Data stores

Data stores are used by data store tools to find answers for end-user questions from your data. Data stores are a collection of websites, documents, or data in third-party systems, each of which references your data.

When an end-user asks the agent a question, the agent searches for an answer from the given source content and summarizes the findings into a coherent agent response. It also provides supporting links to the sources of the response for the end-user to learn more. The agent can provide up to five answer snippets for a given question.

Data store sources

You can use different sources for your data:

Restricted access data store sources

Google offers many additional first- and third-party data store sources as a restricted access feature. To see available sources and request access, see additional data store sources.

Website content

When adding website content as a source, you can add and exclude multiple sites. When you specify a site, you can use individual pages or * as a wildcard for a pattern. All HTML and PDF content will be processed.

You must verify your domain when using website content as a source.

Limitations:

  • Files from public URLs must have been crawled by the Google Search indexer to exist in the search index. You can check this with the Google Search Console.
  • Up to 200,000 pages are indexed. If the data store contains more pages, indexing fails at that point, but any content already indexed remains.

Import data

You can import data from BigQuery or Cloud Storage. This data can be in FAQ form or unstructured, and it can be with metadata or without metadata.

The following Data Import Options are available:

  • Add/Update Data: Adds the provided documents to the data store. If a new document has the same ID as an existing document, the new document replaces the old one.
  • Override Existing Data: Deletes all existing data and uploads new data. This action is irreversible.

FAQ data store

Data stores can hold answers to frequently asked questions.
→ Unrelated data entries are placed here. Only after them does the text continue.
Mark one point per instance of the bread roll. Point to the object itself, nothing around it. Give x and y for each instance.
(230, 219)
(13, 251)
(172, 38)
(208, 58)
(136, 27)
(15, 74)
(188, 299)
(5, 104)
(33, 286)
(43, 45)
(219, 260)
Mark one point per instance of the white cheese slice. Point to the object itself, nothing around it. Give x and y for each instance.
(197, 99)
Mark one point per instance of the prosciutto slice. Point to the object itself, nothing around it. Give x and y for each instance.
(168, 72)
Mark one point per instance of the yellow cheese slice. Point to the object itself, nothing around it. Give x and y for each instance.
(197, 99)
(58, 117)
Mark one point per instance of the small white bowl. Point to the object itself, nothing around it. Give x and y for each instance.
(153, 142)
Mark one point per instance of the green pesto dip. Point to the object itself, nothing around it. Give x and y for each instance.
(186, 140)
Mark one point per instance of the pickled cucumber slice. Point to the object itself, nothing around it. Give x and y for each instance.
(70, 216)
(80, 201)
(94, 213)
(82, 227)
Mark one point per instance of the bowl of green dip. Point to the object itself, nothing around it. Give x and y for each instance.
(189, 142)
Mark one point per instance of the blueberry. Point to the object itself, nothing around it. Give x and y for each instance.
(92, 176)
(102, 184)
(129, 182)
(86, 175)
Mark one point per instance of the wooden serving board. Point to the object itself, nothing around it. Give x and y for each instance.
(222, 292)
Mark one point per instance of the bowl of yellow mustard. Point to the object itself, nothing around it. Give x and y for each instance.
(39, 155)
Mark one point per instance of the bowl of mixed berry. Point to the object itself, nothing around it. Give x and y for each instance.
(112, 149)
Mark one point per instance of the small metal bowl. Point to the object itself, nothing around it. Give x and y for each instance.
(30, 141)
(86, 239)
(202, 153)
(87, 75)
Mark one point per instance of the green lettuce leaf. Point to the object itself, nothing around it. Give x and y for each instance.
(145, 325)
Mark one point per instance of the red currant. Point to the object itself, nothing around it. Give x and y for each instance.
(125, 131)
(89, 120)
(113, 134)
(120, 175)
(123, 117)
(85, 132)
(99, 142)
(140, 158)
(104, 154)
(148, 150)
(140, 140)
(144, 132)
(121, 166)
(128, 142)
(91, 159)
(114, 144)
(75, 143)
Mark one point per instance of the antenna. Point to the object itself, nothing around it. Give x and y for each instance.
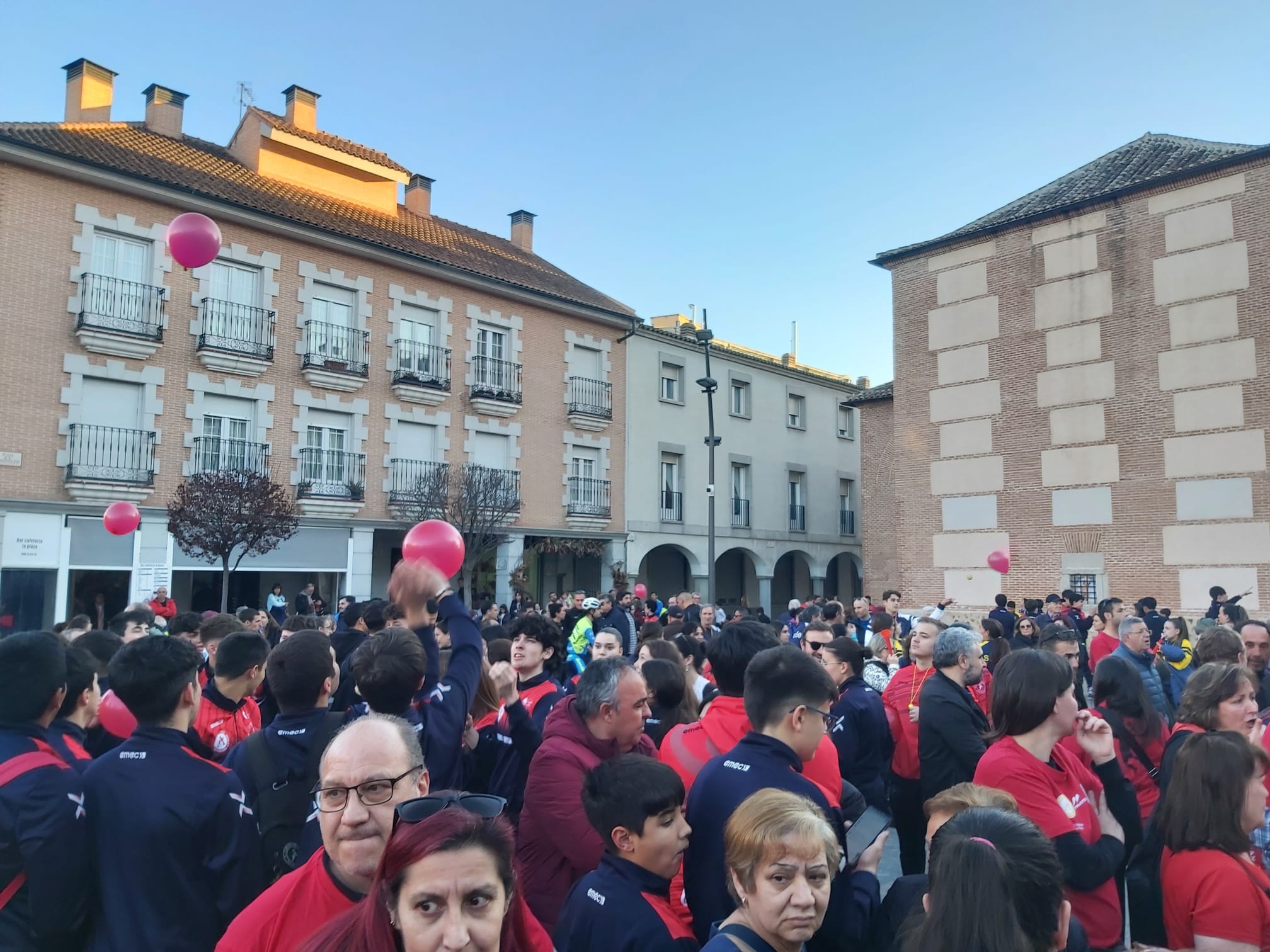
(246, 97)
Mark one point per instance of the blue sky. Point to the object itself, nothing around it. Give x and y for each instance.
(747, 157)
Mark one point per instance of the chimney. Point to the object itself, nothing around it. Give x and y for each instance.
(89, 92)
(166, 108)
(418, 196)
(522, 230)
(301, 107)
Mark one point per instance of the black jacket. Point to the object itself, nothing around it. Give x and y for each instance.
(949, 735)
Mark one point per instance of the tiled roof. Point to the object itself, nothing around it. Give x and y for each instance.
(326, 139)
(883, 391)
(1150, 161)
(209, 171)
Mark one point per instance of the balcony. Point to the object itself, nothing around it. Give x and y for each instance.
(332, 483)
(846, 522)
(219, 455)
(591, 404)
(587, 503)
(798, 518)
(105, 463)
(336, 357)
(120, 318)
(418, 489)
(672, 507)
(421, 372)
(235, 338)
(496, 387)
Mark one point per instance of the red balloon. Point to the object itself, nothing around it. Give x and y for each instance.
(193, 241)
(121, 518)
(115, 717)
(436, 542)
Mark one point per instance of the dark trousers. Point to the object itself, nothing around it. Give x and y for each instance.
(910, 823)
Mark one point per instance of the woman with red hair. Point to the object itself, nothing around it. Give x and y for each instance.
(445, 883)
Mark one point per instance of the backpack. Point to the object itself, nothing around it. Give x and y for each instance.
(283, 798)
(12, 769)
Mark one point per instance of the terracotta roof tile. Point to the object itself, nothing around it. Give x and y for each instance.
(209, 171)
(1148, 161)
(326, 139)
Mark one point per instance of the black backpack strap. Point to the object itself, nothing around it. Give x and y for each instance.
(1121, 733)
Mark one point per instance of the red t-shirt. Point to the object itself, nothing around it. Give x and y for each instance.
(1215, 894)
(1058, 798)
(290, 912)
(901, 694)
(1135, 771)
(1100, 647)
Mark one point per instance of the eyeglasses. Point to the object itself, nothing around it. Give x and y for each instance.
(332, 800)
(831, 723)
(484, 805)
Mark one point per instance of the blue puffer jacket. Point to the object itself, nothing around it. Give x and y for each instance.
(1146, 666)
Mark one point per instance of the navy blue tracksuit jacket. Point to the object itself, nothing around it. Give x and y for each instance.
(862, 740)
(621, 908)
(756, 763)
(45, 837)
(185, 854)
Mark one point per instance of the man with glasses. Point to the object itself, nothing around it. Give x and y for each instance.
(787, 700)
(369, 768)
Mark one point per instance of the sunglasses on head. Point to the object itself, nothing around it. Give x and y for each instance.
(484, 805)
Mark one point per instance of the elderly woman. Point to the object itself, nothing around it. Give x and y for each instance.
(781, 856)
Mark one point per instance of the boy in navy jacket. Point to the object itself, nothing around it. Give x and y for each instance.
(46, 870)
(182, 844)
(787, 697)
(637, 805)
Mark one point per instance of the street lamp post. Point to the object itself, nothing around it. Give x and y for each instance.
(709, 386)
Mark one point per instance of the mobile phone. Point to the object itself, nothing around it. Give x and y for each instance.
(864, 833)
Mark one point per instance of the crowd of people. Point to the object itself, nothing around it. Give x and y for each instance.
(609, 772)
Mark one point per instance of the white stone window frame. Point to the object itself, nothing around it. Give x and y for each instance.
(267, 263)
(79, 367)
(395, 414)
(92, 222)
(443, 329)
(474, 424)
(601, 445)
(572, 341)
(200, 385)
(356, 409)
(512, 324)
(312, 276)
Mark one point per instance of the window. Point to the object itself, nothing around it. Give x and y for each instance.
(846, 423)
(672, 378)
(796, 417)
(224, 445)
(1086, 587)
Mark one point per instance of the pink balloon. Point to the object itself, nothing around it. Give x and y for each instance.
(121, 518)
(115, 717)
(193, 241)
(436, 542)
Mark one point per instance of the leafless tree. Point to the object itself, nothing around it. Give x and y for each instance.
(227, 516)
(477, 501)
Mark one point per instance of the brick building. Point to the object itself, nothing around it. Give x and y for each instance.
(345, 341)
(1081, 377)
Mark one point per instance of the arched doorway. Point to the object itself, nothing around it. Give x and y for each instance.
(791, 578)
(736, 578)
(666, 572)
(842, 578)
When user questions are matched with high confidence to an uploaded question, the agent returns the answer to that question without modification. You can provide a title and a URL for each question and answer pair that the agent displays.

Upload data to the data store in CSV format. Each file must include a header row that describes the columns.

For example:

"question","answer","title","url"
"Why is the sky blue?","The sky is blue because of Rayleigh scattering.","Rayleigh scattering","https://en.wikipedia.org/wiki/Rayleigh_scattering"
"What is the meaning of life?","42","",""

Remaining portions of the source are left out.